En un comunicado oficial, el hospital atribuye el cierre tanto a la reciente salida de su director médico como al «entorno regulatorio actual«. El anuncio llega después de que el Departamento de Salud y Servicios Humanos (HHS) propusiera nuevas normas que retirarían financiación federal a aquellos hospitales que administren a menores fármacos o intervenciones quirúrgicas destinadas a alterar su sexo biológico.
El centro sanitario asegura que la decisión ha sido «difícil» y sostiene que acompañará a los pacientes afectados para gestionar el cambio. Asimismo, precisa que mantendrá activos sus programas de salud mental pediátrica.
Aunque el comunicado marca ahora el cierre formal del programa, el hospital ya había limitado su actividad hace un año. Tras la orden ejecutiva firmada por el presidente Trump bajo el título «Protección de los niños contra la mutilación química y quirúrgica», NYU Langone dejó de admitir nuevos pacientes en su unidad de jóvenes transgénero y canceló las primeras consultas programadas. Sin embargo, continuó suministrando bloqueadores de la pubertad y hormonas cruzadas a menores que ya recibían estos tratamientos.
Los archivos de internet reflejan además modificaciones en la web del centro. En el pasado, la página dedicada al «Servicio de Género y Sexualidad» señalaba que el hospital seguía los estándares de la Asociación Profesional Mundial para la Salud Transgénero (WPATH). Esa referencia ha desaparecido.

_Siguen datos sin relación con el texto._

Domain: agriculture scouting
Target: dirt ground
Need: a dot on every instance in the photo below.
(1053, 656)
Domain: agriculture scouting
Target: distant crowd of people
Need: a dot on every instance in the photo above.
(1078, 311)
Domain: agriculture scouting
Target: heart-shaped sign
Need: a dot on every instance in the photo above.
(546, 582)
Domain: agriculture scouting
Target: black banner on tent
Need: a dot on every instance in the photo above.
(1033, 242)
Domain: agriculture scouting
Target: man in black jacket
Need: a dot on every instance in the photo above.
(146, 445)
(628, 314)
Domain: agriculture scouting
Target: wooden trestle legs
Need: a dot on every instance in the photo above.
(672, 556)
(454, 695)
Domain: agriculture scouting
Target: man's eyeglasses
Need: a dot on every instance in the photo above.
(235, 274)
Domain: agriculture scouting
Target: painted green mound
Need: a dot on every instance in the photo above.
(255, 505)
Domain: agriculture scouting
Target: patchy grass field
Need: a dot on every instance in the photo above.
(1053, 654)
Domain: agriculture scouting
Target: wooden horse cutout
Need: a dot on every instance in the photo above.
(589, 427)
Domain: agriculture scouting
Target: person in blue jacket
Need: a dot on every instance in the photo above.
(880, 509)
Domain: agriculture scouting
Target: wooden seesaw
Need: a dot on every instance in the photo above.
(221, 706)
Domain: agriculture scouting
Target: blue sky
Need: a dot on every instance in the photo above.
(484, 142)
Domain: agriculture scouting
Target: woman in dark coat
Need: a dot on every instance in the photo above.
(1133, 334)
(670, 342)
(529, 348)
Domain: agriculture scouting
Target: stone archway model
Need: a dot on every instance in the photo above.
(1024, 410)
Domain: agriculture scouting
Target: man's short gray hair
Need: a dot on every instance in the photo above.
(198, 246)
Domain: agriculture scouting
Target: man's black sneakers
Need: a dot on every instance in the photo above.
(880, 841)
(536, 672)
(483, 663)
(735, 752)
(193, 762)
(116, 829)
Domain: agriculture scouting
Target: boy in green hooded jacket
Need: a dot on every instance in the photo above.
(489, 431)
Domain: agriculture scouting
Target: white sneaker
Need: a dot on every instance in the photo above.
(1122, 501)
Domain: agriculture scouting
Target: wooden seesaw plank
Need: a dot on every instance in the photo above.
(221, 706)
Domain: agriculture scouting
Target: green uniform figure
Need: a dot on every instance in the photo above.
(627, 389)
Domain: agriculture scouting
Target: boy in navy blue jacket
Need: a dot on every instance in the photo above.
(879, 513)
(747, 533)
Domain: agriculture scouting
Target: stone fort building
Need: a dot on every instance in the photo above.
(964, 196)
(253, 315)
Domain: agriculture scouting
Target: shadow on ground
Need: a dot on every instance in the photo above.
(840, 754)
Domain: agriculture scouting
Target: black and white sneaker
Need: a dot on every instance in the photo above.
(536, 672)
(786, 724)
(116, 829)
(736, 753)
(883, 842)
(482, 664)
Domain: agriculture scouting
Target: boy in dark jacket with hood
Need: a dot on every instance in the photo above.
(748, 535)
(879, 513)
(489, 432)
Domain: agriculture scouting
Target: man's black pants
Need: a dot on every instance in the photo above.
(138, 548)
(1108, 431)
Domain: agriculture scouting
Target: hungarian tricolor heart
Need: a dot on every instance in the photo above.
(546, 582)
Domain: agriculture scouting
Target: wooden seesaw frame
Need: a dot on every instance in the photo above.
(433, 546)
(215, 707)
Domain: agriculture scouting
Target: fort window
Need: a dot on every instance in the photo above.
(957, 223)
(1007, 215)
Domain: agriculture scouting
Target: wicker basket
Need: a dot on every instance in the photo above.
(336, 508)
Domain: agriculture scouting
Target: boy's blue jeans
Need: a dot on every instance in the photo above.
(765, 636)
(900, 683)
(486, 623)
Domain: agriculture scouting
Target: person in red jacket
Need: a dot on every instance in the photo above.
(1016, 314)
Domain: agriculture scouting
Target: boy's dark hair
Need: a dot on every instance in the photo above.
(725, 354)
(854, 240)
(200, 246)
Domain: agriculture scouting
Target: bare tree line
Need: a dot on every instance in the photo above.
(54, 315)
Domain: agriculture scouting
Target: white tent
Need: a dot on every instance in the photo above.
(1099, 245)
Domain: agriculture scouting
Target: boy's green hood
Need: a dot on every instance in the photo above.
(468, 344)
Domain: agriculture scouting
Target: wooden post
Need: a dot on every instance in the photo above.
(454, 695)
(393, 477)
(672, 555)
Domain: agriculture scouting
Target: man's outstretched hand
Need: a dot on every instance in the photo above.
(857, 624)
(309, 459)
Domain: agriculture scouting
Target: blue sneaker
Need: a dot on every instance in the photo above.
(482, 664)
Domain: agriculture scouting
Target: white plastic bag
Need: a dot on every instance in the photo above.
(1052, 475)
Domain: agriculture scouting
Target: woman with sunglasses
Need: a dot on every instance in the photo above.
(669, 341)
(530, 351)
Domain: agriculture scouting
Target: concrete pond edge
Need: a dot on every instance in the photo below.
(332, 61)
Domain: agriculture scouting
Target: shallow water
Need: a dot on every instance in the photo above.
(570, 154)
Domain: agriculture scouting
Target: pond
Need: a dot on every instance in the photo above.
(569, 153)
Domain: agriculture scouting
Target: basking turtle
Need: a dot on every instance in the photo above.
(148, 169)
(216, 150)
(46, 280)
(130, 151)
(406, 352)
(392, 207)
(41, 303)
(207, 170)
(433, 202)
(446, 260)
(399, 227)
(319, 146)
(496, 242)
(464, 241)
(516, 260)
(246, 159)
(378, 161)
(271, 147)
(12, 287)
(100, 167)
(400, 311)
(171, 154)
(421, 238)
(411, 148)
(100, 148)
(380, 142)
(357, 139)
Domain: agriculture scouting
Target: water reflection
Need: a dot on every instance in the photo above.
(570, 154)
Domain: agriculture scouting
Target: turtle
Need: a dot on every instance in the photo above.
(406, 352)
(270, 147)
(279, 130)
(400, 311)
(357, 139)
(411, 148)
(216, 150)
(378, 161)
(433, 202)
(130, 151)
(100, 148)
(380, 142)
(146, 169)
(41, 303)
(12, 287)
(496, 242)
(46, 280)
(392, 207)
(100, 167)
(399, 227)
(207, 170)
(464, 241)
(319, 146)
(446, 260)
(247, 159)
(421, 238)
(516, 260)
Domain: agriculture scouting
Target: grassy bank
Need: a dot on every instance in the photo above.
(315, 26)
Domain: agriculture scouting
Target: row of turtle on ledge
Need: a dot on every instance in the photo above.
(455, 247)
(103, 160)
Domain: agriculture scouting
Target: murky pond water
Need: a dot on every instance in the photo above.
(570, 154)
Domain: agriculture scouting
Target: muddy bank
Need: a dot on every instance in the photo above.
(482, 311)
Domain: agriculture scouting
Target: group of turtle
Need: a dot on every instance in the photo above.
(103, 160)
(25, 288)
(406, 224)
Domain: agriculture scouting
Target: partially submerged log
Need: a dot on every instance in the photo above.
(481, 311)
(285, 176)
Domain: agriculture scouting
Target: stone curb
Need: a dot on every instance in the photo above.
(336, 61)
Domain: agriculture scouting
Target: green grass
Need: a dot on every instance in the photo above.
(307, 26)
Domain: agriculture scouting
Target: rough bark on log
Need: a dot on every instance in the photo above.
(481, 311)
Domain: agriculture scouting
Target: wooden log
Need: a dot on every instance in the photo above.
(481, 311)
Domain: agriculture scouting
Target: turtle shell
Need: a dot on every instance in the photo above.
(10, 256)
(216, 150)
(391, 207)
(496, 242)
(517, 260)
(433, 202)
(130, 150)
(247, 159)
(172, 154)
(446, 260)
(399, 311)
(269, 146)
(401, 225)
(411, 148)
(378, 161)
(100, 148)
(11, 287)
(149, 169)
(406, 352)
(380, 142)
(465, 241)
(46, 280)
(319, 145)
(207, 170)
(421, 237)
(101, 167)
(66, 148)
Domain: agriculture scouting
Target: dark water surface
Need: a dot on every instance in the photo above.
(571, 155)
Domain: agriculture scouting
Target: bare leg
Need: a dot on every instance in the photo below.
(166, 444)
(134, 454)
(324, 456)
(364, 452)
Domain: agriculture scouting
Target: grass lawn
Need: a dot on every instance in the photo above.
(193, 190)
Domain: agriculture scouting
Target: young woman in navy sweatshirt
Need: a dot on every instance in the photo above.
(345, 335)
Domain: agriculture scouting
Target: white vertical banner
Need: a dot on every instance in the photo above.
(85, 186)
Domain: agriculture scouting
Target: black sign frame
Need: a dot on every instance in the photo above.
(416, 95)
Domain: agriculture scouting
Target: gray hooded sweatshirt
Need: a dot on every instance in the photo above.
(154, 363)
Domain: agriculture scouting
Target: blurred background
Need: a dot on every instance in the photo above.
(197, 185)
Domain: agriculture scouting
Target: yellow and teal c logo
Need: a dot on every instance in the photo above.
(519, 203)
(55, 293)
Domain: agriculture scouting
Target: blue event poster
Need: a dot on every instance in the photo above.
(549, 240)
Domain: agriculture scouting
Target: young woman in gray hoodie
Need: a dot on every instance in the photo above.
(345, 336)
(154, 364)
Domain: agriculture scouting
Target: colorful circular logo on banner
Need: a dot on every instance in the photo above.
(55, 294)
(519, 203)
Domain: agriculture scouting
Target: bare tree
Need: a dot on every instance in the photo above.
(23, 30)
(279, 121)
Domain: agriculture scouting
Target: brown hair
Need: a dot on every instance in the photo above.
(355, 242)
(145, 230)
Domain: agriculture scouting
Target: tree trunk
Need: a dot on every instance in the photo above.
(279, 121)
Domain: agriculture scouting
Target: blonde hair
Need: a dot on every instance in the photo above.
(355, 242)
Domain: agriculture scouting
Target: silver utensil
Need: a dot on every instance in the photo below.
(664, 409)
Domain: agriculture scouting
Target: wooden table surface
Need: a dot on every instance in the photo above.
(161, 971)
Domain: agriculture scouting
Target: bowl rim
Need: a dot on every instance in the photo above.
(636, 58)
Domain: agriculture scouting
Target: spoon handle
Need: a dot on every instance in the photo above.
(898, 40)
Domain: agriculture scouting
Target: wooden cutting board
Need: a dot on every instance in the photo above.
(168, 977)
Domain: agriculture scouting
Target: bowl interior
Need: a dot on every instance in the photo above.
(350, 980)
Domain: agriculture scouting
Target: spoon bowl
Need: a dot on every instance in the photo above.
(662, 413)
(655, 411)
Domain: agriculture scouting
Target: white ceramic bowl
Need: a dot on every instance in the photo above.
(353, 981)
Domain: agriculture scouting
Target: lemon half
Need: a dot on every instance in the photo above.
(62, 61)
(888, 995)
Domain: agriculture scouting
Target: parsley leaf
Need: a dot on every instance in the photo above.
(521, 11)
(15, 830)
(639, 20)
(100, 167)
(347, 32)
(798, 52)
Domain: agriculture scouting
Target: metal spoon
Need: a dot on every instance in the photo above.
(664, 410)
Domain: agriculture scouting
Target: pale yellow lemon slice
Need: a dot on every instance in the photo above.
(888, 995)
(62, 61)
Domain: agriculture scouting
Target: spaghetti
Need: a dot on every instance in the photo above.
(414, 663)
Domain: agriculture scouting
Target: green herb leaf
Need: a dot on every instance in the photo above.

La WPATH fue objeto de polémica tras conocerse que eliminó requisitos de edad mínima en sus directrices después de presiones políticas durante la Administración Biden.
Durante el primer año del segundo mandato del presidente Trump, su Administración ha intensificado las investigaciones y requerimientos contra hospitales y profesionales acusados de facilitar este tipo de procedimientos a menores. El asesor general del Departamento de Salud y Servicios Humanos de Estados Unidos, Mike Stuart, afirmó recientemente en la red social X que más de 30 centros hospitalarios, incluidos algunos de los mayores del país, han anunciado que ya no realizan estas intervenciones en menores.
Por su parte, el FBI ha animado a la ciudadanía a denunciar a médicos que practiquen este tipo de procedimientos bajo la denominación de «atención de afirmación de género». También la Comisión Federal de Comercio ha abierto pesquisas sobre posibles «prácticas comerciales injustas o engañosas» relacionadas con estos tratamientos en menores.
Los tratamientos empleados en estos procesos pueden conllevar efectos adversos graves, entre ellos esterilidad irreversible, alteraciones en el desarrollo óseo y complicaciones derivadas de intervenciones quirúrgicas como mastectomías dobles o cirugías genitales.